The 15 years in the planning Hippodrome (Hipodroomi) business quarter in Tallinn should secure a building permit next year, with construction work estimated to take 2-3 years.
Securing the building permits has been a lot of work, while hope remains that we can launch construction next year, said Karl Ader, head of new developments for developer EKE AS.
The project's website describes the quarter as a "grand business and residential real estate development." A total of 350,000 square meters of business and residential space will be constructed, with four office buildings planned in the area. The anchor tenants will be Swedbank and Elisa, with supermarket chain Rimi to move in to the commercial block. One of the planned buildings is styled to become Estonia's largest office building.
However, Karl Ader said that the development will have three office buildings. "The anchor tenants are the same. The detailed plan reserves generous space for apartment developments, with construction set to start and hopefully be concluded at the same time as the business quarter," he said.
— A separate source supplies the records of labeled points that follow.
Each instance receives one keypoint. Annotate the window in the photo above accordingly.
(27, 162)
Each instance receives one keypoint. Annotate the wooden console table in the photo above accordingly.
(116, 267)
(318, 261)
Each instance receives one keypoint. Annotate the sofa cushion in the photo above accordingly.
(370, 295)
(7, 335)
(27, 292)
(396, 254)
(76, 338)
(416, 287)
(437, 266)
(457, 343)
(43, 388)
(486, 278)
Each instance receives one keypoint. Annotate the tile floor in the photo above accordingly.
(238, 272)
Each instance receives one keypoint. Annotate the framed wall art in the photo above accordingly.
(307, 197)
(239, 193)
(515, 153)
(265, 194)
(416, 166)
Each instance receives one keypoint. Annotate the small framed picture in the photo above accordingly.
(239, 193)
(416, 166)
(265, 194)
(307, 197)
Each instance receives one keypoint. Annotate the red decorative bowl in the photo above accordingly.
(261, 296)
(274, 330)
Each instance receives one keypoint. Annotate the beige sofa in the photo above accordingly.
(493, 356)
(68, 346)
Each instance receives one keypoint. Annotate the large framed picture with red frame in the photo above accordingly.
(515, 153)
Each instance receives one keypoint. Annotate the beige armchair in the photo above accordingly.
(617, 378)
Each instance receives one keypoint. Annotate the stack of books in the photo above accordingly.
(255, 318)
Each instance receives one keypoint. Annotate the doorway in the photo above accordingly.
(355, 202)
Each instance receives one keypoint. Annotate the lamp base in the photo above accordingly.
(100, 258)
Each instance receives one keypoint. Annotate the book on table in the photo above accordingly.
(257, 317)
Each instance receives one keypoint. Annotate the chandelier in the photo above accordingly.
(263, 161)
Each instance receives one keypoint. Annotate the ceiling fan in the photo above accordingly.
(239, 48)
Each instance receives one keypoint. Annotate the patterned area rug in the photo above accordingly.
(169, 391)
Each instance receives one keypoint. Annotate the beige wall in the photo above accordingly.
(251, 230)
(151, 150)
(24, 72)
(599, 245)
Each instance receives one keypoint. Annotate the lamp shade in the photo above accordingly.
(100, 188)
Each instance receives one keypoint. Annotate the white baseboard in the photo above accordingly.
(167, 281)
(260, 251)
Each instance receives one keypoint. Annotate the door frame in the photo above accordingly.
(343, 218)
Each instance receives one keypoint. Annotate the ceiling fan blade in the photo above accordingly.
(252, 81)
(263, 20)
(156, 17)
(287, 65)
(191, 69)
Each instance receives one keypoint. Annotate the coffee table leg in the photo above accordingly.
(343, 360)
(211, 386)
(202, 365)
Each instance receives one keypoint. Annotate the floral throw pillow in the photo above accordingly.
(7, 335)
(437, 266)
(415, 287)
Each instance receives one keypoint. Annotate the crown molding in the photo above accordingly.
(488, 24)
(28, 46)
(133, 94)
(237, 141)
Tallinn finalizes infrastructure rules
The Hipodroomi development was stuck for a long time due to differences between landowner Alfa Property and Tallinn's Public Works Department. The area of the former hippodrome lacks water supply and the city wanted the developer to construct a rainwater removal system complete with a pump house that would cost an estimated €12 million.
This week, the city government passed regulation to fix how many streets, parks or sewage systems developers have to build.
"This manages risks of an agreement that would be harmful for the city or the developer. It makes sure developers are treated fairly and transparently, and – crucially – allows developers to forecast their public infrastructure contribution well in advance," Tallinn Deputy Mayor Vladimir Svet said.
He said that the regulation includes a formula for calculating how much the developer must contribute based on the purpose of the plot.
"The formula developers will most often come across in their dealings with the city is €20 per gross square meter plus the construction price index," the deputy mayor said.
Member of the board of Alfa Property Jaanus Mikk told ERR that the city's proposal is sensible. "It makes sense for the city to construct the infrastructure and then everyone pays a fair fee for using it," he offered.